(Özel Haber) Foça Saldırısının Tazminatına Uludere Benzetmesi
İzmir'in Foça ilçesinde geçen yıl Ağustos ayında iki askerin şehit olduğu askeri servis aracına yönelik düzenlenen bombalı saldırıda yaralı askerleri taşırken yaralanan Foça Belediye çalışanı 38 yaşındaki Muharrem Ünal, kendisine ödenecek olan 6...
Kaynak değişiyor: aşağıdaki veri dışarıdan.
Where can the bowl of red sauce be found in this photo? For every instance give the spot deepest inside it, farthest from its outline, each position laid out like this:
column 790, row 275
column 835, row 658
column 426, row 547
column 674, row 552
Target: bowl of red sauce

İzmir'in Foça ilçesinde geçen yıl Ağustos ayında iki askerin şehit olduğu askeri servis aracına yönelik düzenlenen bombalı saldırıda yaralı askerleri taşırken yaralanan Foça Belediye çalışanı 38 yaşındaki Muharrem Ünal, kendisine ödenecek olan 6 bin 192 TL tutarındaki tazminatı; "Ömrümün sonuna kadar vücudumdaki şarapnel parçaları ile yaşayacağım. Doğuda kaçakçılık yaparken öldürülen insanlara 125 bin TL para verilirken, bana burada 9 ay çalışamadığım iş yerimdeki mesai ücretimi bile karşılamayan miktarda tazminat ödenmesi haksızlıktır" dedi.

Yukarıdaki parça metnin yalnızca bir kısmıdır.